Poruczniczka Nadija Sawczenko, nawigatorka lotnicza i posłanka do parlamentu Ukrainy, która niemal 2 lata spędziła w rosyjskich więzieniach, przedstawiła własną inicjatywę polityczną – ruch społeczny o nazwie Runa.
Z Nadią Sawczenko nikt nie ma łatwo. W czasie procesu w Rosji, a potem po wtrąceniu do więzienia na 22 lata, zachowywała się wyzywająco wobec Rosji, a jej sprawa nabierała rozgłosu światowego wskutek podjętej głodówki. W końcu Moskwa wolała wydać ją Ukrainie w zamian za więźniów rosyjskich. (Sawczenko oskarżono o udział w zabójstwie 2 dziennikarzy rosyjskich; ona twierdziła, że separatyści uprowadzili ją do Rosji, zanim dziennikarze zginęli).

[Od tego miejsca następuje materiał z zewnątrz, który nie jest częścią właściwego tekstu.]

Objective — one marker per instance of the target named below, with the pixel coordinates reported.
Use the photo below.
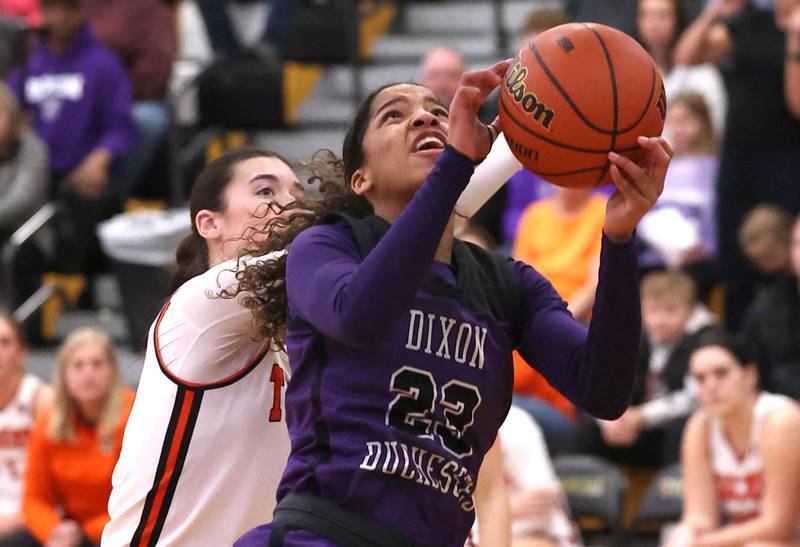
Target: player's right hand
(467, 133)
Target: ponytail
(208, 193)
(191, 259)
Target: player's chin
(430, 155)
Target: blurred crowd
(83, 121)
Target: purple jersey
(402, 366)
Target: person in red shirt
(74, 446)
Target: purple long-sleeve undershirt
(356, 301)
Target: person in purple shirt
(400, 337)
(80, 100)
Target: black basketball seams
(509, 112)
(615, 99)
(646, 105)
(564, 93)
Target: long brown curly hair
(262, 284)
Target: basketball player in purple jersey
(400, 337)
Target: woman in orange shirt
(74, 445)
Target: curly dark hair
(262, 284)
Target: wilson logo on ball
(661, 104)
(515, 83)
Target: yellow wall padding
(374, 25)
(72, 286)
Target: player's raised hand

W tym czasie z jej charyzmy skorzystała Julia Tymoszenko i w 2014 r. wystawiła ją na posłankę z ramienia swojej Batkiwszczyny. I uwięziona weszła do parlamentu. Potem prezydent Petro Poroszenko zrobił dużo, by ją z więzienia wyciągnąć, myśląc, że piecze pieczeń swojej popularności.
Ale Sawczenko ani chwilę nie okazała mu politycznej wdzięczności smagając batem słownym jego prezydenturę i rządy całej warstwy politycznej. Tak naraziła się, że przed 10 dniami parlament wykluczył ją ze składu delegacji do Zgromadzenia Parlamentarnego Rady Europy. A nieco wcześniej klub parlamentarny Batkiwszczyny ze swego składu – z uwagi na niemożność pogodzenia poglądów (Sawczenko twierdzi, że już w październiku odeszła sama).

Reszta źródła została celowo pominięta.